Tav, durante il blitz trovati esplosivi e mappe del cantiere

Massimo Numa – LaStampa
«Gli scavatori e i generatori del Tav bruciano da soli, sono come i bonzi del Tibet, si autobruciano per la vergogna di lavorare in quel cantiere». Sul day after delle 12 perquisizioni agli attivisti No Tav accusati di terrorismo pesano le parole del portavoce storico del movimento No Tav Alberto Perino. I monaci buddisti del Tibet si suicidano in nome della libertà religiosa e del proprio Paese. Il paragone tra i patrioti del Tibet e la catena di attentati incendiari avvenuti in Val Susa in meno di due mesi si commenta da solo. Ma la reazione dei leader No Tav all’inchiesta della procura è in linea con Perino, secolgono infatti di minimizzare le accuse.

Dirigenti Ltf in pericolo
Intanto i dirigenti di Ltf sono stati invitati dai responsabili della strutture di sicurezza della polizia a evitare, per almeno una decina di giorni, di venire a Torino.
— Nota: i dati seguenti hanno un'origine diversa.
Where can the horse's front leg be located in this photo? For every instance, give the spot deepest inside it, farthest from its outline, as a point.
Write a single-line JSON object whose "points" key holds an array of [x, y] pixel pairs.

Lo spiega il direttore generale di Ltf, Marco Rettighieri: «Una forma di tutela delle nostre persone, amaro segno dei tempi che stiamo vivendo, forse, lo dico sommessamente, sarebbe ora che i sindaci No Tav riflettessero più a fondo».

Scorte e tutele
Ma il presidente dell’Osservatorio, Mario Virano, è sotto scorta da mesi: idem il vicepresidente della Commissione Trasporti Stefano Esposito; i pm Andrea Padalino e Antonio Rinaudo. Vigilanza privata e «tutela dinamica» per i tecnici Ltf, persino a Roma e per una lunga serie di dirigenti, tecnici e operai che lavorano a Chiomonte. Case e percorsi di rientro dal cantiere sono sorvegliati da pattuglie di polizia, carabinieri e Finanza, soprattutto dopo l’agguato ai danni di un operaio Ltf, rimasto ferito.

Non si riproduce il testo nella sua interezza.